Weil es gestern Abend so schön war, beehren wir am Morgen die örtliche „Subways“-Filiale noch einmal. Da hat man nicht so ein schlechtes Gewissen wie in den Burger-Bratereien, obwohl die „frischen“ Produkte der Sandwich-Monopolisten genauso schwer im Magen liegen. Heute ist Sonntag und die Straßen von Jonesville sind auch um 9 Uhr noch menschenleer. Wahrscheinlich erholen sich Cowgirls und –boys von der After-Rodeo-Party, bei der gestern Abend unsererseits nur Hoffi anwesend war. Soll wohl ganz interessant gewesen sein.

Den Umweg über Jena wollen wir heute durch eine konzentrierte Kilometerleistung wieder einholen. Zwerg gibt Gas und nach längerer Fahrt durch typische Südstaaten-Landschaften trägt uns der Highway 20 nach Mississippi. Der schmale Staat ist schnell überwunden, Alabama empfängt uns mit offenen Armen. Das bleibt nicht lange so. Beim Einkaufen für den heutigen Camping-Abend muss der Wein wieder ins Regal. In Alabama darf Sonntags kein Alkohol verkauft werden, nirgendwo. Wir lamentieren ein wenig mit den Angestellten, ereifern uns ein wenig über diese amerikanische Sicht der Dinge und fahren weiter.
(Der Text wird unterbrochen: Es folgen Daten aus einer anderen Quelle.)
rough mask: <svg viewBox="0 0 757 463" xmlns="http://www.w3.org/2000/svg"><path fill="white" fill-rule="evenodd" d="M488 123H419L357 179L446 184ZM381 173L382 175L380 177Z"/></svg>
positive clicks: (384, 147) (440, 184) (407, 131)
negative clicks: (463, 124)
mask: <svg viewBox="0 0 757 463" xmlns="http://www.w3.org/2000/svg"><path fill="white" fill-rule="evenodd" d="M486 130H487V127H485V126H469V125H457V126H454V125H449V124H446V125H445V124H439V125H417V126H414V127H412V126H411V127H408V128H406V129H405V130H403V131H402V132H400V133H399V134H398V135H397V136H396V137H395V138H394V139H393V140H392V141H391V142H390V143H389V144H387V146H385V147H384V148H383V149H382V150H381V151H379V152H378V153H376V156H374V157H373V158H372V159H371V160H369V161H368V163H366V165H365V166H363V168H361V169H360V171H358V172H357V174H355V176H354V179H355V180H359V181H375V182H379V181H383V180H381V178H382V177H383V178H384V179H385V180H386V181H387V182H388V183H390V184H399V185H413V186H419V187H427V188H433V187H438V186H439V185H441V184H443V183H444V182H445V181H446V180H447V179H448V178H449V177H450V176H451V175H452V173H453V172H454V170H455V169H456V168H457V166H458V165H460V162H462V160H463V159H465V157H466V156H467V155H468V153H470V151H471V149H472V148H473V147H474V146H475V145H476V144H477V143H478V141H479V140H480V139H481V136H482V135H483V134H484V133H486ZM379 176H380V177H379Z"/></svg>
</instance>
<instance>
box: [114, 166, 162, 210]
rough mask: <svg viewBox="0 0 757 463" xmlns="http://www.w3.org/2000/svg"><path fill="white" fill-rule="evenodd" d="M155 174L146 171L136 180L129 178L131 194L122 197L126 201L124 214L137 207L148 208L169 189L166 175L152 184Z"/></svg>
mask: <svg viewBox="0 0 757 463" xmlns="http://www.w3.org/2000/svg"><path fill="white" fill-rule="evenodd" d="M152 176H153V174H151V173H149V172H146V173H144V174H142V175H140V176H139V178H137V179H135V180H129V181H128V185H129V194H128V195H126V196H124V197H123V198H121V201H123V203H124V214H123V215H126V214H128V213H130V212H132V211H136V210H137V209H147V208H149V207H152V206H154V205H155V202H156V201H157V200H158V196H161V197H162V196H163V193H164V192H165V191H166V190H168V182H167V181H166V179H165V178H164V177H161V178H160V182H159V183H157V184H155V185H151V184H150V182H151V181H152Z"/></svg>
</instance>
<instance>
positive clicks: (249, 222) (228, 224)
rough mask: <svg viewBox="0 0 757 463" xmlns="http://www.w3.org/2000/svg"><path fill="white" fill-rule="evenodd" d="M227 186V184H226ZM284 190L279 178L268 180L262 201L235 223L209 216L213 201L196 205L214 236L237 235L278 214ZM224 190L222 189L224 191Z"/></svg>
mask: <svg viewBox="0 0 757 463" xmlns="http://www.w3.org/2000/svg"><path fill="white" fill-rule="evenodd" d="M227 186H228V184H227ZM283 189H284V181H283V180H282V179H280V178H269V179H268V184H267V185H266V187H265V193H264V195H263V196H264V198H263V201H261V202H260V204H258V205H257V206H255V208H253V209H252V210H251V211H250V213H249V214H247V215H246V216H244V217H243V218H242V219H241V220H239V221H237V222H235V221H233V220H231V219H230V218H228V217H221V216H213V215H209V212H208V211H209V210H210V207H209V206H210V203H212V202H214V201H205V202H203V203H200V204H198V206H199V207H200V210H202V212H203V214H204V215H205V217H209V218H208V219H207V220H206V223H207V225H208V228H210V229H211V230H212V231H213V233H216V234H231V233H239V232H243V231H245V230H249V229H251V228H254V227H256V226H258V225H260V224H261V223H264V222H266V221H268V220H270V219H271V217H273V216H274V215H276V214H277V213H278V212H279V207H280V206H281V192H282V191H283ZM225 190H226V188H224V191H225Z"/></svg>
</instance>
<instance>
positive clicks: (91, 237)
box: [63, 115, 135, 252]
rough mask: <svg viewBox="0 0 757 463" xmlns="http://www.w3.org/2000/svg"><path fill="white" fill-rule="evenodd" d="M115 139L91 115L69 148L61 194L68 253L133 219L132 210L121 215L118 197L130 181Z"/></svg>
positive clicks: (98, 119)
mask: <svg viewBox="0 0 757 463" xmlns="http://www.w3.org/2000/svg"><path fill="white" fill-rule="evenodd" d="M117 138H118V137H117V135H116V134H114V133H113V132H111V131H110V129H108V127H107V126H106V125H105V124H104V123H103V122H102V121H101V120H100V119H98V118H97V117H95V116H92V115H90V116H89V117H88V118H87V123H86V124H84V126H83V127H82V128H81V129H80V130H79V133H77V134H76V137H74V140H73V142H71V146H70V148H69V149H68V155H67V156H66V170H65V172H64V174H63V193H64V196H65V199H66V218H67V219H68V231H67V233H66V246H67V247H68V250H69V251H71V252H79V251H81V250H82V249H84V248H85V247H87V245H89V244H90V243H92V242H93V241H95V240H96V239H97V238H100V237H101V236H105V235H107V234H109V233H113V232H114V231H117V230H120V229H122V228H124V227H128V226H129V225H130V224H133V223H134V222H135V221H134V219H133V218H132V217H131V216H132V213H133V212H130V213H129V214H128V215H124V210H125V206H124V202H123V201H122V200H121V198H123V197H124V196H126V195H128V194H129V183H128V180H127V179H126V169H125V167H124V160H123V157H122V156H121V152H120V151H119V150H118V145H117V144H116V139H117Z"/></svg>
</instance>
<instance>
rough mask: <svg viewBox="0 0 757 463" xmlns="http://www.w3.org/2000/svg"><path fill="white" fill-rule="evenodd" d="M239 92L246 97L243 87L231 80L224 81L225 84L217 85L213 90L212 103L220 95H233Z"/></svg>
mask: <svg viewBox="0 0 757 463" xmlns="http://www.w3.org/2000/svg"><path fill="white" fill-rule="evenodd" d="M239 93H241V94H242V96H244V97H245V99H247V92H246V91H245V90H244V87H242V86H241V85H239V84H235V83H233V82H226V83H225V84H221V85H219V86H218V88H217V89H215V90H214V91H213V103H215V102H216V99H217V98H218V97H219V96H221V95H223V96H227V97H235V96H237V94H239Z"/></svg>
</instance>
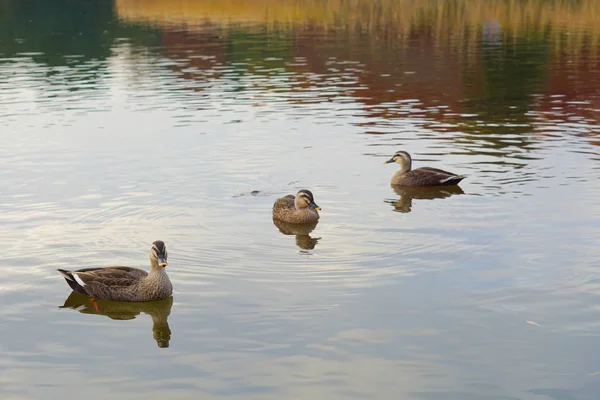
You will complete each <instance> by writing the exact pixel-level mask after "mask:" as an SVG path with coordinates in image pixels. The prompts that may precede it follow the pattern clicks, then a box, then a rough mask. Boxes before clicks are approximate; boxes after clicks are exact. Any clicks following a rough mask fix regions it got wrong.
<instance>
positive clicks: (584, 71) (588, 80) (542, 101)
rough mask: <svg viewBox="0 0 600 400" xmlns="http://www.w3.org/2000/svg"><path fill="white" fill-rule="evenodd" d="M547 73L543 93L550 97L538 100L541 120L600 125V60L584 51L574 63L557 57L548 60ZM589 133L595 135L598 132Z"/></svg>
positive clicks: (581, 52) (567, 60)
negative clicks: (558, 95)
mask: <svg viewBox="0 0 600 400" xmlns="http://www.w3.org/2000/svg"><path fill="white" fill-rule="evenodd" d="M548 70H549V75H550V76H549V77H548V80H547V86H546V88H545V90H546V93H547V94H549V95H550V96H543V97H542V98H540V101H539V103H538V104H537V107H536V111H538V112H539V113H540V114H541V116H542V118H544V117H546V118H547V119H548V120H553V121H556V120H560V121H564V122H566V121H569V122H573V123H578V122H581V121H582V120H587V121H593V122H594V123H595V124H597V123H598V122H600V76H599V74H598V71H600V57H598V56H597V55H595V54H591V53H590V51H589V50H585V49H583V50H581V52H580V54H579V55H578V57H576V58H575V60H574V59H573V58H571V57H569V56H566V55H561V54H557V55H555V56H554V57H553V59H552V60H550V62H549V68H548ZM553 95H554V96H553ZM558 95H560V97H557V96H558ZM559 108H560V110H558V109H559ZM589 134H594V135H598V134H600V131H598V132H589Z"/></svg>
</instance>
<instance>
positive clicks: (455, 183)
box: [409, 167, 465, 186]
mask: <svg viewBox="0 0 600 400" xmlns="http://www.w3.org/2000/svg"><path fill="white" fill-rule="evenodd" d="M409 174H410V175H411V176H410V179H411V181H414V182H419V183H420V184H422V185H424V186H425V185H426V186H440V185H456V184H457V183H459V182H460V181H462V180H463V179H465V177H464V176H462V175H456V174H454V173H452V172H448V171H444V170H443V169H438V168H431V167H423V168H417V169H414V170H412V171H410V172H409Z"/></svg>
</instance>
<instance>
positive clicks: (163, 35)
mask: <svg viewBox="0 0 600 400" xmlns="http://www.w3.org/2000/svg"><path fill="white" fill-rule="evenodd" d="M222 35H223V32H211V30H210V29H208V30H207V31H206V32H194V33H189V32H185V31H169V30H167V31H165V32H164V33H163V34H162V43H163V45H164V46H165V48H166V49H167V53H168V55H169V57H170V58H172V59H173V60H178V61H180V62H179V63H178V64H177V65H175V66H172V67H171V69H172V70H173V71H176V72H178V73H179V74H180V75H181V77H183V78H184V79H194V80H208V79H214V78H218V77H219V76H220V73H219V72H218V71H217V70H215V66H216V65H222V64H223V63H225V61H226V59H227V39H226V37H223V36H222Z"/></svg>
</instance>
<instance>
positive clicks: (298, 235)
mask: <svg viewBox="0 0 600 400" xmlns="http://www.w3.org/2000/svg"><path fill="white" fill-rule="evenodd" d="M273 223H274V224H275V226H276V227H277V228H279V231H280V232H281V233H283V234H284V235H296V246H298V247H300V248H301V249H304V250H312V249H314V248H315V246H316V245H317V242H318V241H319V239H321V238H313V237H311V236H310V235H309V234H310V233H311V232H312V231H313V230H314V229H315V228H316V226H317V224H318V223H319V222H318V221H317V222H313V223H312V224H290V223H288V222H283V221H280V220H278V219H273Z"/></svg>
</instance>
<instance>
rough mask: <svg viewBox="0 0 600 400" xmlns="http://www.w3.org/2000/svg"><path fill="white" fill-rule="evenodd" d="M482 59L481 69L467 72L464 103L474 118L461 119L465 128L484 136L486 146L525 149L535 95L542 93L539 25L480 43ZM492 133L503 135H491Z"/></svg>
mask: <svg viewBox="0 0 600 400" xmlns="http://www.w3.org/2000/svg"><path fill="white" fill-rule="evenodd" d="M480 58H481V61H480V65H479V68H478V69H479V73H477V74H472V72H471V71H468V72H469V73H466V74H465V81H466V88H467V98H466V100H465V105H464V107H465V109H466V111H467V112H468V113H471V114H477V117H476V121H473V122H469V121H468V119H467V121H465V127H464V131H465V132H466V133H468V134H470V135H473V136H477V137H479V138H480V139H485V140H486V142H487V145H486V146H484V147H491V148H496V149H499V148H505V147H511V146H515V145H516V146H518V147H520V148H526V147H528V145H529V144H530V143H531V139H530V138H529V137H528V136H526V135H524V134H525V133H528V132H531V126H532V122H533V121H532V117H531V115H530V114H529V111H531V109H532V108H533V104H534V103H535V98H534V97H533V96H534V94H536V93H540V91H541V89H542V87H543V85H544V82H545V81H546V79H547V73H546V71H547V62H548V41H547V38H546V36H545V34H544V33H543V32H540V31H539V30H537V29H533V30H531V31H525V32H523V33H521V34H520V35H519V36H517V37H512V36H509V35H508V34H505V36H504V38H503V39H502V40H501V41H494V43H491V44H489V43H488V44H486V43H484V44H483V49H482V50H481V53H480ZM499 126H500V127H499ZM492 133H493V134H501V135H495V136H490V135H489V134H492ZM503 135H506V138H503V137H502V136H503ZM516 142H519V143H516Z"/></svg>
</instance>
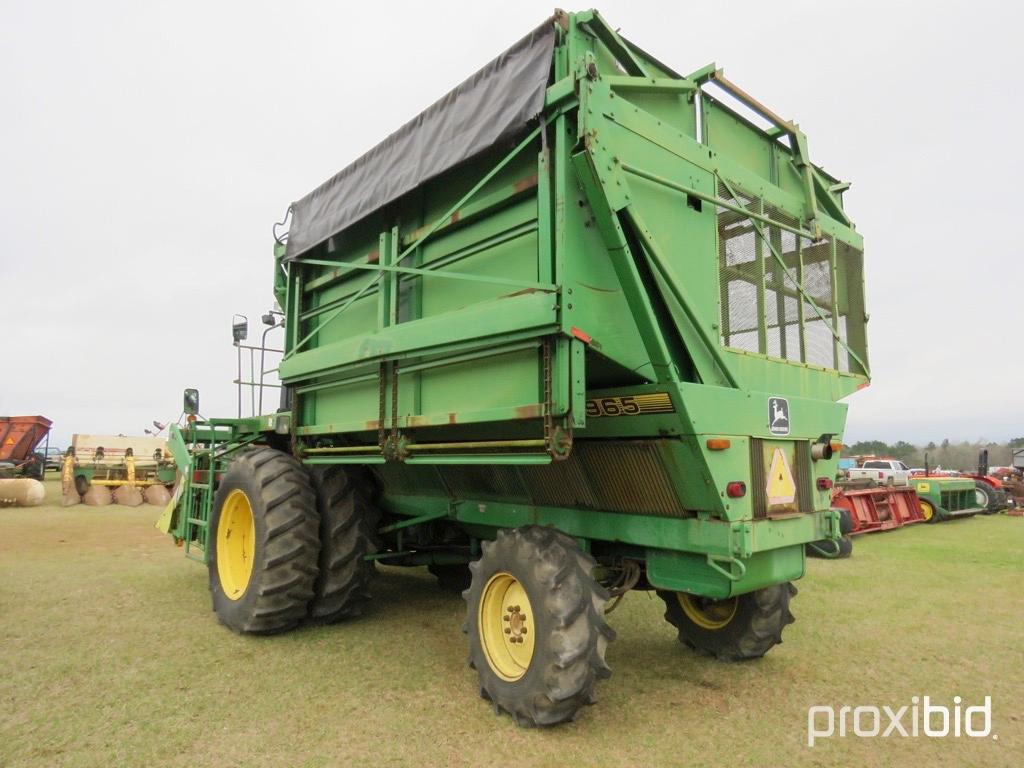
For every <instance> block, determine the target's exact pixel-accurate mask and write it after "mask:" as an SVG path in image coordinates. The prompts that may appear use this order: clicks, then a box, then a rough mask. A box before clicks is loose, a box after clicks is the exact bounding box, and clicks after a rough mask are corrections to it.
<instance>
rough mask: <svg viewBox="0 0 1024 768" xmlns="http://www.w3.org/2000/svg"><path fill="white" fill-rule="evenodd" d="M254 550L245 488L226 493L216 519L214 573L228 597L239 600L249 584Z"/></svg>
mask: <svg viewBox="0 0 1024 768" xmlns="http://www.w3.org/2000/svg"><path fill="white" fill-rule="evenodd" d="M255 552H256V521H255V519H253V508H252V505H251V504H249V497H248V496H246V495H245V492H243V490H239V489H238V488H236V489H234V490H232V492H231V493H230V494H228V495H227V499H225V500H224V506H223V507H222V508H221V510H220V519H219V520H218V522H217V575H218V577H219V578H220V588H221V589H222V590H223V591H224V595H226V596H227V598H228V599H230V600H239V599H241V598H242V596H243V595H244V594H246V589H247V588H248V587H249V579H250V578H251V577H252V574H253V556H254V555H255Z"/></svg>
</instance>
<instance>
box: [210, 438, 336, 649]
mask: <svg viewBox="0 0 1024 768" xmlns="http://www.w3.org/2000/svg"><path fill="white" fill-rule="evenodd" d="M317 523H318V515H317V513H316V500H315V496H314V494H313V489H312V485H311V483H310V480H309V475H308V473H307V472H306V470H305V469H304V468H303V466H302V465H301V464H300V463H299V462H298V461H296V460H295V459H294V458H292V457H291V456H289V455H287V454H283V453H282V452H280V451H274V450H273V449H269V447H259V449H255V450H253V451H250V452H248V453H246V454H243V455H242V456H240V457H239V458H238V459H236V460H234V461H232V462H231V464H230V466H229V467H228V469H227V471H226V472H225V473H224V476H223V479H222V480H221V482H220V486H219V487H218V488H217V495H216V498H215V499H214V504H213V513H212V514H211V516H210V528H209V530H210V534H209V545H208V568H209V573H210V593H211V595H212V597H213V609H214V611H215V612H216V613H217V618H218V620H220V622H221V624H223V625H224V626H226V627H227V628H229V629H231V630H233V631H234V632H238V633H243V634H260V635H268V634H273V633H276V632H284V631H286V630H290V629H292V628H293V627H295V626H296V625H298V624H299V622H301V621H302V620H303V618H304V617H305V615H306V609H307V606H308V605H309V602H310V600H311V599H312V597H313V583H314V581H315V579H316V573H317V567H316V557H317V554H318V552H319V539H318V538H317Z"/></svg>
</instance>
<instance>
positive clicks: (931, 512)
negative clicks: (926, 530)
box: [920, 502, 935, 520]
mask: <svg viewBox="0 0 1024 768" xmlns="http://www.w3.org/2000/svg"><path fill="white" fill-rule="evenodd" d="M920 504H921V516H922V517H924V518H925V519H926V520H931V519H932V515H934V514H935V510H934V509H932V505H931V504H929V503H928V502H920Z"/></svg>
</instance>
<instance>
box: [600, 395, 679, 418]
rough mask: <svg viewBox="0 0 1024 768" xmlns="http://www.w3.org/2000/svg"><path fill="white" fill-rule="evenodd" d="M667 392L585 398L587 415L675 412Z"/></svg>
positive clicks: (639, 414) (614, 415) (666, 413)
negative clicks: (585, 398) (586, 410)
mask: <svg viewBox="0 0 1024 768" xmlns="http://www.w3.org/2000/svg"><path fill="white" fill-rule="evenodd" d="M675 410H676V409H674V408H673V407H672V398H671V397H669V393H668V392H655V393H654V394H631V395H626V396H624V397H594V398H593V399H589V400H587V416H589V417H591V418H595V417H599V416H642V415H645V414H671V413H675Z"/></svg>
Eigentliches Ziel war heute der Cheaha State Park, ein Campingplatz neben dem mit 2400 Fuß laut Straßenkarte „höchsten Punkt Alabamas“. Angesichts der Weinmisere entschließen wir uns, noch einmal 50 Meilen weiterzufahren und in Georgia unser Glück zu versuchen. Andere Bundesstaaten, andere Sitten und Gesetze denken wir uns. In diesem Falle ist dem dann leider nicht so, wir werden unsere Gourmet-Grillereien mit Cola runterspülen müssen. Auf der Suche nach dem Zeltplatz des John Tanner State Park biegen wir einmal falsch ab und landen in einer Barackensiedlung. Der Alkoholpegel der dort anzutreffenden Bewohner lässt bei mir Verständnis für das in hiesigen Regionen geltende Verkaufsverbot am Tage des Herren aufkommen.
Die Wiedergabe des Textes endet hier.